The acoustic signal leaving the speaker's mouth and entering the hearer's ear is a sound wave whose properties vary continuously along the dimensions of time, pitch, intensity and timbre. It is an object of phonetics. In the diagram, the waveform is visualizes the vibration of the vocal chords.
The sound system of a language, i.e. its phonology, consists of several categories of discrete units such as phonemes and features whose selection and combination obey phonological rules.
What a listener perceives is a complex acoustic object of the form of the example. His task is to find the sense that the speaker has coded by it. Different occurrences of the same word differ in their physical composition along the above acoustic dimensions. Therefore this cannot be the form in which the significans of a linguistic sign is stored in the mental lexicon. Instead, it is stored in a form closer to its alphabetic representation in writing, i.e. as composed of discrete units.

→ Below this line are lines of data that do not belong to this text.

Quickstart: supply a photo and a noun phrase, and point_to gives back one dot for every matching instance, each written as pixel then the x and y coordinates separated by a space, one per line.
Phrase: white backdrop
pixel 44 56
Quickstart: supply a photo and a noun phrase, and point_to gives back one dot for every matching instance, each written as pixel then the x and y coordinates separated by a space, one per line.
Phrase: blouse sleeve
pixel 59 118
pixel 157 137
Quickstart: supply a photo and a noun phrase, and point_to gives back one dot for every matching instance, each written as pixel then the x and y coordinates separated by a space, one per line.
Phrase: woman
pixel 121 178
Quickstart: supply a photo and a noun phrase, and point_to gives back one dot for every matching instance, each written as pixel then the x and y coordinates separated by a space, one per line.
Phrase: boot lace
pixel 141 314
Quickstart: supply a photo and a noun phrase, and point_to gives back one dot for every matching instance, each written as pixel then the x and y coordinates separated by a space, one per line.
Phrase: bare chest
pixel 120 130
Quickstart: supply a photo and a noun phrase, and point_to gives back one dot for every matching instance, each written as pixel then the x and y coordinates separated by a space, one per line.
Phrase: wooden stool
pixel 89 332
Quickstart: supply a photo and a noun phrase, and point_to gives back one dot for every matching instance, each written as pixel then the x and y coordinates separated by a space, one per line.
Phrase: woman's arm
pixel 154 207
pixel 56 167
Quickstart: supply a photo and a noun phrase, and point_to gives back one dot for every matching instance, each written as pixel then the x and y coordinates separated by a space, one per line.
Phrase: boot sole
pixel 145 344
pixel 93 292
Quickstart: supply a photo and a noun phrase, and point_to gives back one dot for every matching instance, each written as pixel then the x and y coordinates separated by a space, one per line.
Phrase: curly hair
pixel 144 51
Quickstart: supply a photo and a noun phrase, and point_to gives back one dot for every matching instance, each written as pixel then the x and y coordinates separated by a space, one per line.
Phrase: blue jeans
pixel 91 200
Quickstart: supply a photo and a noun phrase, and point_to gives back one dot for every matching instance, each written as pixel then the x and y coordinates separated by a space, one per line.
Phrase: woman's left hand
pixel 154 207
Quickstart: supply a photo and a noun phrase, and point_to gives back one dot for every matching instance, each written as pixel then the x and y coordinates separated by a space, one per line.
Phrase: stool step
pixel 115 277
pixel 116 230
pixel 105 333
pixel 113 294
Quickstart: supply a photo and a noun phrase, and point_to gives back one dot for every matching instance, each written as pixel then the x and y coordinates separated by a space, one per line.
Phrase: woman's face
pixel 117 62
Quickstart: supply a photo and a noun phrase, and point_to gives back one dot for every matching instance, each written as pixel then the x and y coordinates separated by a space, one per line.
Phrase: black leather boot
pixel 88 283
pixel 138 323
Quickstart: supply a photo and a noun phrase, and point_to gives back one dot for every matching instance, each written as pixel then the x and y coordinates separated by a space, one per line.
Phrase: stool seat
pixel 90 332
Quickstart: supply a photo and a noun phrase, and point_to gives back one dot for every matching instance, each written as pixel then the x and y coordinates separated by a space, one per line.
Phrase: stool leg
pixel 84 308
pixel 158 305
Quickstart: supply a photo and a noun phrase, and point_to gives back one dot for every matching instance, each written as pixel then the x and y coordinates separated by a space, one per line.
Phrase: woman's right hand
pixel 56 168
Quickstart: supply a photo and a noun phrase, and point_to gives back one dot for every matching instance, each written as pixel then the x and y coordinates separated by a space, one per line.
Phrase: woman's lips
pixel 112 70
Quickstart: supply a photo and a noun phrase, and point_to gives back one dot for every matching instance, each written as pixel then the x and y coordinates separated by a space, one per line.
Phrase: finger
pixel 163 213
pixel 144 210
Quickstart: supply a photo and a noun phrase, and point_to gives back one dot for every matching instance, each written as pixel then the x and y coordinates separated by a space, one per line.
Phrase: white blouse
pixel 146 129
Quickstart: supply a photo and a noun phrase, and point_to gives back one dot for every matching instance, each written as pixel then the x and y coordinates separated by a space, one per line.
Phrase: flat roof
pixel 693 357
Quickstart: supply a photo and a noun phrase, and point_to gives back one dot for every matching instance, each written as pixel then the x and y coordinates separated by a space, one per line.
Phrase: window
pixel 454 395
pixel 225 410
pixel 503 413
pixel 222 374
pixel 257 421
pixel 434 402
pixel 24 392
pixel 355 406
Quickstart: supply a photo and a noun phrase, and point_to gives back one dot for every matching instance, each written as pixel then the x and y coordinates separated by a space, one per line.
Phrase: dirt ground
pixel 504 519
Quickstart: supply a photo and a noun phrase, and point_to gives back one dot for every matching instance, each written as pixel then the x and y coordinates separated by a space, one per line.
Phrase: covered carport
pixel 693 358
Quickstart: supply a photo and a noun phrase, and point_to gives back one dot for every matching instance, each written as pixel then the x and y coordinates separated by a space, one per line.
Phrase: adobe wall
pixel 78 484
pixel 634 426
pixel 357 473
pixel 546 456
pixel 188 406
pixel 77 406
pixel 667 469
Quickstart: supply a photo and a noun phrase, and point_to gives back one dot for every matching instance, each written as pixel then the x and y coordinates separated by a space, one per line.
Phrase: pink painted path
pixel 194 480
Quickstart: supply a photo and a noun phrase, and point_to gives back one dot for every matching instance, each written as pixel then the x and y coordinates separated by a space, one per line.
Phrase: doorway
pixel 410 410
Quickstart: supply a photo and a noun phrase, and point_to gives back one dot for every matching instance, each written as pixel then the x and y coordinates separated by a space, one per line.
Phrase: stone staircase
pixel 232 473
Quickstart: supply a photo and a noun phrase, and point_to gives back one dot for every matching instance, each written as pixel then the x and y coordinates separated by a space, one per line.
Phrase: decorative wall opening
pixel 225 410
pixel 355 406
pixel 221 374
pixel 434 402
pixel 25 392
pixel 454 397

Viewed systematically, speech perception is a sequence of steps running through the levels of speech production essentially in reverse order:
level | operations/processes |
Acoustics | acoustic percept is analyzed to produce a phonetic representation |
Phonology | phonological rules analyze the phonetic representation to produce a phonological representation |
Morphology | the sign is analyzed morphologically to produce a morphological form |
Symbolization | morpho-phonological representation is matched with a schematic semantic representation |
Semantics | meaningful elements are associated with lexical items, and their structural relations build a complex meaning |
Pragmatics | understood expression is integrated with other knowledge to reconstruct speaker's idea |
This, however, is not how speech perception actually works. First of all, the listener has a certain measure of empathy with the speaker, if only because both are human beings. The listener understands the speaker by putting himself in the speaker's place. He thus undertakes forward construction of the growing idea just like the speaker. On the basis of the speech situation and the context, he can anticipate to a considerable extent what the speaker is going to say. Whenever his expectations are met, they help him in decoding the message. The hearer thus does not, in the first place, run in a bottom-up direction through the same series of steps that the speaker ran through in top-down direction. Instead, he accompanies the speaker in the generation of sense. To a large extent, he uses what he hears only as a corrective for his construction of sense. The entire process is accompanied by self-monitoring where the hearer can check, at every step, whether the result currently reached is compatible with everything else in the speech situation and world knowledge.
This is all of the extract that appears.